Œuvre autobiographique du génialissime auteur cubain. Cet écrivain est né sous Batista et a grandi sous Castro. Il a vécu
dans une île des extrêmes. La période de son enfance est essentiellement narrée sous l’angle de l’initiation sexuelle. Aucune opinion politique ne transparaît jusqu’au jour de la révolution castriste, un non-évènement en soi, mais qui a pris une ampleur considérable par la suite dans le destin de cette île des Caraïbes. L’auteur a participé à cet élan de liberté que supposait l’arrivée au pouvoir de Fidel Castro jusqu’à ce que celui-ci se déclare marxiste-léniniste et tombe dans l’excès inverse. Les difficultés de survie sur l’île pour Reinaldo Arenas étaient doubles : il était un écrivain au réalisme critique et en plus homosexuel. Au début, il continuait à se réunir avec d’autres plumes célèbres de la
littérature cubaine, Lezama Lima, Virgilio Piñera, etc… Au fur et à mesure, les désaveux et les trahisons se sont multipliés quand il ne s’agissait pas de délations ! Beaucoup de choses étaient interdites mais dans les faits s’effectuaient.

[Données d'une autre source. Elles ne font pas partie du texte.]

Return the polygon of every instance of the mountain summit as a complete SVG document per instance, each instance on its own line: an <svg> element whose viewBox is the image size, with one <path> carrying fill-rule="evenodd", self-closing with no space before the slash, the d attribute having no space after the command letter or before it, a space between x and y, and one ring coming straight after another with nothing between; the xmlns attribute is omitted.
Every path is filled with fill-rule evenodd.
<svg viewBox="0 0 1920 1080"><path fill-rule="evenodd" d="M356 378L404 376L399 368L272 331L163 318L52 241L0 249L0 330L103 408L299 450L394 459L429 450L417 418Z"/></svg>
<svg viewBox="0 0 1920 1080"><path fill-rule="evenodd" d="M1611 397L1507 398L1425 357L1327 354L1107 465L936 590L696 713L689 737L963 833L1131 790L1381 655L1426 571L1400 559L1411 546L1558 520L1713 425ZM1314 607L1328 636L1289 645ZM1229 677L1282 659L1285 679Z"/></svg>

Au bout d’un moment, la dictature est devenue de plus en plus sévère. Reinaldo Arenas sous la dictature, grâce à des contacts français se faisait publier hors de Cuba. Ces écrits étaient contre révolutionnaires. Il fut donc arrêter mais parvint à s’évader. Là, il vécut comme un vagabond, grâce à l’aide de
quelques amis. L’Illiade était devenu son libre de chevet sous les étoiles. Mais rien ne dure et il fut découvert et emprisonné au Morro. Les chapitres suivant décrivent la vie de cette infâme prison que s’en est difficilement supportable. Tout prisonnier ou même gardien qui y a séjourné ne peut qu’avoir perdu toute dignité humaine. Quelques années plus tard, l’auteur est remis en liberté mais surveillé car en réhabilitation. Il doit montrer qu’il n’écrit plus rien de subversif contre le gouvernement et qu’il n’a plus d’activités homosexuelles ! Alors les années 80 arrivent, et la rébellion de l’ambassade du Pérou qui ouvre une porte au grillage cubain. Des visas sont délivrés pour sortir de l’île. Par un stratagème et de la chance qui font voler en éclat l’inutile et absurde rigueur bureaucratique il parvient à s’embarquer pour les Etats Unis dans un bateau mené par un amateur qui se perd en mer. Ils parviennent à sauver leur peau et à toucher la terre des Etats Unis. Il découvre le monde capitaliste, la vénalité des maisons d’éditions mais garde toujours l’envie d’écrire et la blessure de l’exil. La fin du récit est très émouvante. Ses retrouvailles avec les européens qui l’ont aidé, sa rencontre avec ses livres publiés car jamais ils ne l’avaient été à Cuba et puis la présence de la maladie. Cet opus autobiographique donne véritablement à comprendre les exactions de Castro et la misère dans laquelle vit le peuple cubain. Peuple cubain qui reste généreux. Littérairement c’est une lecture immanquable et politiquement à conseiller.